When SAM offers RoI over 1,000% (yes, really)

Can Software Asset Management really deliver dramatic RoI?

My guess is that a headline such as that will raise a lot of eyebrows and sceptical muttering, but it’s recently been illustrated very clearly just how possible this is. Many organizations have IT asset operations teams that work miracles every day with tight staffing levels to keep the infrastructure running and secure. With no additional spend on ‘non-essential’ activities, the careful management and optimization of software assets can easily be overlooked. Once software is rolled out, it tends to stay there. Hard-pressed staff in purchasing may ask IT every year to confirm license maintenance requirements, and IT don’t have the time or motivation to look really hard at what is being used and what isn’t. Per PC, software costing $hundreds or $thousands per PC is left installed, when its use could be monitored by a toolset costing under $20 per annum to maintain.

IT asset management: the need for top-down support

It’s only when a top-down initiative is put in place that the alignment of licensing to genuine usage needs gets looked at.  And the findings can be amazing.  One of the commonest sources of unused and valuable software is the higher end companions to MS Office, such as Project or Visio. If someone decides one day that an organization is going to use Project as a standard platform for planning everything from an office redecoration to an overseas marketing drive then it is easy to see how it comes to be rolled out to a large number of potential users. A good deal on the license price at the time probably helped. Four years down the line, with those installs regularly taken into account in the annual assessment of fees due on the Microsoft estate, and nobody has the time to query just how many of those copies are delivering any value.

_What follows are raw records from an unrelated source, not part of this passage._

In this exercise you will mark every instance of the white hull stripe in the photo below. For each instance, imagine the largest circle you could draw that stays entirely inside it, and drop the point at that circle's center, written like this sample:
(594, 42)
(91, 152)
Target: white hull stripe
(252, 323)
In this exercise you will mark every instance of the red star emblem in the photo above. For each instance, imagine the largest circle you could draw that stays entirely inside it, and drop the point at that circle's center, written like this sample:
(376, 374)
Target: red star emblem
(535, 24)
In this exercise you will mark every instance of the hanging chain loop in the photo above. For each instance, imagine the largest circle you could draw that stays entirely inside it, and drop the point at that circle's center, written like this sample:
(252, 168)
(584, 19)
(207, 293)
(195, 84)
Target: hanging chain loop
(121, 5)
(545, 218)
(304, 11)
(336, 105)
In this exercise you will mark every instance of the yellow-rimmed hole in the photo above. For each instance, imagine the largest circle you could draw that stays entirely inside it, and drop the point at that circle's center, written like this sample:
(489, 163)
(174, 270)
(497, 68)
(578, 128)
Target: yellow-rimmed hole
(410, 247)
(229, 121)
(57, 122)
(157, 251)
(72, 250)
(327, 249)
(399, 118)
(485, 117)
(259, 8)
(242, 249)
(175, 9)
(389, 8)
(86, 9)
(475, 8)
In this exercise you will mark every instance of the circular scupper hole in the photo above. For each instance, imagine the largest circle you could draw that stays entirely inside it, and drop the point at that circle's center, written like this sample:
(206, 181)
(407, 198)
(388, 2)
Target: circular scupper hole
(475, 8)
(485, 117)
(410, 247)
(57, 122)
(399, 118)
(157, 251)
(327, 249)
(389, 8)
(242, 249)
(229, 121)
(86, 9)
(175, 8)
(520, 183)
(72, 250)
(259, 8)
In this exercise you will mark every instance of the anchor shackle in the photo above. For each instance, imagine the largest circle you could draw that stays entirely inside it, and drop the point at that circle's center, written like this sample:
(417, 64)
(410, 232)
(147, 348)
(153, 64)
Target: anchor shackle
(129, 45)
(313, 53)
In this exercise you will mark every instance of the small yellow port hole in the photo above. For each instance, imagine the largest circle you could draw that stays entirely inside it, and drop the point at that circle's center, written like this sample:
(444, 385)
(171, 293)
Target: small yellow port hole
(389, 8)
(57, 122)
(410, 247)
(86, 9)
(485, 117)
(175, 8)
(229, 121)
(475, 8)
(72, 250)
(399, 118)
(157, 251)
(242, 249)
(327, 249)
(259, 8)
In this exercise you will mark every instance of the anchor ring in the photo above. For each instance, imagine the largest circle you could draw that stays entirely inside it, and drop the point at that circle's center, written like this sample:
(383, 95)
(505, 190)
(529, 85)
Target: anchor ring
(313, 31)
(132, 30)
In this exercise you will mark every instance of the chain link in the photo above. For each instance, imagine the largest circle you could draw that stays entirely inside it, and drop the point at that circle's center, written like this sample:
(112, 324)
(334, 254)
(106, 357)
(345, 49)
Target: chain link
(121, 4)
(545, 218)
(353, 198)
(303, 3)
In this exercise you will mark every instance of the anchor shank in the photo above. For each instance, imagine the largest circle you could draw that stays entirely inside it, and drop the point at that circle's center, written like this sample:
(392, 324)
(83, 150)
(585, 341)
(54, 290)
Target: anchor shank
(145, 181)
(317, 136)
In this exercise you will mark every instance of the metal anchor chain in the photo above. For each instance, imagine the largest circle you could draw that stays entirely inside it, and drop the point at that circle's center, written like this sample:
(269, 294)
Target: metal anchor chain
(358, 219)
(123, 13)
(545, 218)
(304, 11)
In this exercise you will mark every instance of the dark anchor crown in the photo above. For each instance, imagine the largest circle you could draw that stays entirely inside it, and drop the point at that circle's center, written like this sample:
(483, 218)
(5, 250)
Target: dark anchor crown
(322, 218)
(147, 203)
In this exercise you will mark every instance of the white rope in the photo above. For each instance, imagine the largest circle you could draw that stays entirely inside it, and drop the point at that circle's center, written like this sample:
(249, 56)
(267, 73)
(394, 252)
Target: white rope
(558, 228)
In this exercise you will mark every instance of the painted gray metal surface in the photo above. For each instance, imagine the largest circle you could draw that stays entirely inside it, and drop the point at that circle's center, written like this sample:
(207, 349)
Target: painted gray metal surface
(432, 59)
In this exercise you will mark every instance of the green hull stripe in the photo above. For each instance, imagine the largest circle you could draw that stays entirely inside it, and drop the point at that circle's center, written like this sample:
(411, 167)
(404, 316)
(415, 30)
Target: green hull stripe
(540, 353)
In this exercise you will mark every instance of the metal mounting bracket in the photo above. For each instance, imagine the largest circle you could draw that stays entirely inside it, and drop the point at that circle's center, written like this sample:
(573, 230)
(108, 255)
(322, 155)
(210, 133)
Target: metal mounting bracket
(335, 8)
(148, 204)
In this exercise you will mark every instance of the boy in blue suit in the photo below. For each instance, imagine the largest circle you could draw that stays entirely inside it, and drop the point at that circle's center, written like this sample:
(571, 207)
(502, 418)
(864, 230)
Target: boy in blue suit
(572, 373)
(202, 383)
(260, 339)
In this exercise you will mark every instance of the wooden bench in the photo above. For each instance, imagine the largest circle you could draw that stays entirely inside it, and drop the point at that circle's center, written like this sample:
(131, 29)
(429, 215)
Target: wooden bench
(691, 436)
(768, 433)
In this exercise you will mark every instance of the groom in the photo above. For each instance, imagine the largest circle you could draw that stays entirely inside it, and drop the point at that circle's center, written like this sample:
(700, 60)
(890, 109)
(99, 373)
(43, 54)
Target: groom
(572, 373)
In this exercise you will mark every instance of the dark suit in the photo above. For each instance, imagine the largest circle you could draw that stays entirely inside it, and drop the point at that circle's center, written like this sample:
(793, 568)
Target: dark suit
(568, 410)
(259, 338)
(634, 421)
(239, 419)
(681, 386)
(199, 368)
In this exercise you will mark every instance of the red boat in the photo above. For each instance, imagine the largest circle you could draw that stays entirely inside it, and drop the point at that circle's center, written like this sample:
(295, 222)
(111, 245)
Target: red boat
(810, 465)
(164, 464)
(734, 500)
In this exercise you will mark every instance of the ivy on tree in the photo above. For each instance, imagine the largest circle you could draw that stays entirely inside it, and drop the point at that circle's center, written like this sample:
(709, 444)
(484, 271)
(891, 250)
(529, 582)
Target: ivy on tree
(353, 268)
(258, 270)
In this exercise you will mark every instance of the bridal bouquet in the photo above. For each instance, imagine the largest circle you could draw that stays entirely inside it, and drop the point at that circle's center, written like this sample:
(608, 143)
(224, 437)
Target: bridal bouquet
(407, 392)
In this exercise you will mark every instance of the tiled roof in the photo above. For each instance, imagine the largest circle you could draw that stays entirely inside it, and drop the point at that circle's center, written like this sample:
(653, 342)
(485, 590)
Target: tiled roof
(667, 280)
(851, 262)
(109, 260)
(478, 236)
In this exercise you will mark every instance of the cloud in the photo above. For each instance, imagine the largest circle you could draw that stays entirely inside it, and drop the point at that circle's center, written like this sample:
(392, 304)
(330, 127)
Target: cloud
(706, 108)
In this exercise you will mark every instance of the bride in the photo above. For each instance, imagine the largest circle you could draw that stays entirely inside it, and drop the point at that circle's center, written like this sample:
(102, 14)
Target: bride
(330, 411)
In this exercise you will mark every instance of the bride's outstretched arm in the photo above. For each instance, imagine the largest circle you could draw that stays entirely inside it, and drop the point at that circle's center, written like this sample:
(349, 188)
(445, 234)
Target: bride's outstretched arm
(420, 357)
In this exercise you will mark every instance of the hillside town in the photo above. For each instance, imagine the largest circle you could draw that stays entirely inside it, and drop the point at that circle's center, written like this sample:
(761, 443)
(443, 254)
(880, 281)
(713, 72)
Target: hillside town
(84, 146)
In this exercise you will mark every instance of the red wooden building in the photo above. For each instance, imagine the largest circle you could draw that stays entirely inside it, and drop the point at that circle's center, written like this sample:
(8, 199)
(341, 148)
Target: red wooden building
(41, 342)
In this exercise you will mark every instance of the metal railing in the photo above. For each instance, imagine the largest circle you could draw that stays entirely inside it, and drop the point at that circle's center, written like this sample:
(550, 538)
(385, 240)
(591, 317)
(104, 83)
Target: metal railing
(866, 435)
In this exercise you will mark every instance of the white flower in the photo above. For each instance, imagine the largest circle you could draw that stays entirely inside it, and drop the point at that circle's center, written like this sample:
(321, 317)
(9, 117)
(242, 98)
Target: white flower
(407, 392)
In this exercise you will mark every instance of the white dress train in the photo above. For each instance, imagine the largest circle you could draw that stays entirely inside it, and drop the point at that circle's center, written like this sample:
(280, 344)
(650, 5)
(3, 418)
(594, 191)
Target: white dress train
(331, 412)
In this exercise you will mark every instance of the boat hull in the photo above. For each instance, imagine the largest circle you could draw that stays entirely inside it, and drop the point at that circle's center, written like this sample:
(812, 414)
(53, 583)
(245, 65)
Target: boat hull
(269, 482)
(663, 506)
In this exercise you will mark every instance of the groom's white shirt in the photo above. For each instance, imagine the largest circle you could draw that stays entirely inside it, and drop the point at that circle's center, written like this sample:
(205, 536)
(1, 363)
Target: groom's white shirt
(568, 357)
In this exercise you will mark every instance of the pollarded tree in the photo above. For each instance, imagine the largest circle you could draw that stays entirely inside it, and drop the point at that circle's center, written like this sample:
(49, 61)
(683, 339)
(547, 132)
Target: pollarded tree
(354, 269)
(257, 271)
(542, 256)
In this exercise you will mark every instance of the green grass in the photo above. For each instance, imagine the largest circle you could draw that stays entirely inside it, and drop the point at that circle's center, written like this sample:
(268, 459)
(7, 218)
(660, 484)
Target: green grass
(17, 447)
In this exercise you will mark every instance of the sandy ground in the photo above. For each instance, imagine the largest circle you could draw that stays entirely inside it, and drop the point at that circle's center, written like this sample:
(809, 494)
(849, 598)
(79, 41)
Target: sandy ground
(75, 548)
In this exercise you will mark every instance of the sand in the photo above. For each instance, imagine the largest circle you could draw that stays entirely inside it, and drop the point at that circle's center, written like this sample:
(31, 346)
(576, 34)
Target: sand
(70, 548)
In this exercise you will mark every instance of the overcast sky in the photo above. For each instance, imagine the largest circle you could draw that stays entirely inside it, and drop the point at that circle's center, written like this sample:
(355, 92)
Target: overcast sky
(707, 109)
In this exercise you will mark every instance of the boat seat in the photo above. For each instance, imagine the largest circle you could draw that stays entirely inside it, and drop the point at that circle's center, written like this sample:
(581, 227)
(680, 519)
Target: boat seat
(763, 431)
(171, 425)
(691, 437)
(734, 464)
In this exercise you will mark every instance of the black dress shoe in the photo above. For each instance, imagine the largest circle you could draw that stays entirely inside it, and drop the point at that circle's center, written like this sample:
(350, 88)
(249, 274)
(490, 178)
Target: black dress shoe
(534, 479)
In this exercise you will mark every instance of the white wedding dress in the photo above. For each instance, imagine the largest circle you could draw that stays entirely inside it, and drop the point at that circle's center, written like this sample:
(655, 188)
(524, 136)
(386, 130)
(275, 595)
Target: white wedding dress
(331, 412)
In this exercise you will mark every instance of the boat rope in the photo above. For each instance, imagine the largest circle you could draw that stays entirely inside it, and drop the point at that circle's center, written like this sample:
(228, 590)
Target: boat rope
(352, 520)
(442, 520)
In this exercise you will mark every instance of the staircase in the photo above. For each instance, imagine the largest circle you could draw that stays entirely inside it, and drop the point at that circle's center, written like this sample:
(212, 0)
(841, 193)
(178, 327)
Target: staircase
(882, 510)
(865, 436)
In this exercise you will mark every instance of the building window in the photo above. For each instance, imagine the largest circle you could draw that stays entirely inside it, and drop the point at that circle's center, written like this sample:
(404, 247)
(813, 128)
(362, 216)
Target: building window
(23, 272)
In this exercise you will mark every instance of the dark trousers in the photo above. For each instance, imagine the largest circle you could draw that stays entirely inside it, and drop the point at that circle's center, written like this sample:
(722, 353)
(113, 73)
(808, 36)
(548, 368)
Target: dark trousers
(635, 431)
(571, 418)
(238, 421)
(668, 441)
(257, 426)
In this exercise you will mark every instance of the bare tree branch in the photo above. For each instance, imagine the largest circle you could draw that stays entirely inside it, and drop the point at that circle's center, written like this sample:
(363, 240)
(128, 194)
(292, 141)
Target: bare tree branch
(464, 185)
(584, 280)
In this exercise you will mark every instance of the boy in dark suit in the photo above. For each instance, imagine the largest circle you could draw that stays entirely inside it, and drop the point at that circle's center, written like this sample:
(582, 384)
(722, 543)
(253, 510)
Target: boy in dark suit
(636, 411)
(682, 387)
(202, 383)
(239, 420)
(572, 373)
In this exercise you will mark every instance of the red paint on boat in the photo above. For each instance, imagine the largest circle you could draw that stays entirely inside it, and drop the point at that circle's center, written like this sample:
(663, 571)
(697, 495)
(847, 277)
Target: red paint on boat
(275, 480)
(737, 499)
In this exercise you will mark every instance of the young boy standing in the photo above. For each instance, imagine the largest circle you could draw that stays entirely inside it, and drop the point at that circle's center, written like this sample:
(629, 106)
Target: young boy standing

Software Asset Optmization – closing the loop with remote installs and de-installs

Running a report to discover all the  applications that have not been used in the last six weeks is great, but really there should be a rolling program of comparison of usage v licensing, leading to a rolling program of optimization, where software is – subject to licensing restrictions – moved around to reflect genuine need, to reflect changes in staffing and changes in working methods. This is not going to be practical unless the asset management team can work closely with the operations team, and is allowed to execute remote installs and de-installs. The secret to this is the sharing of a common software distribution toolset by the operations and asset management teams; the same tool should be used to roll out pre-tested patches and application updates and to de-install those unused copies of Project.

In time, removing software should become as much an everyday activity as installing it.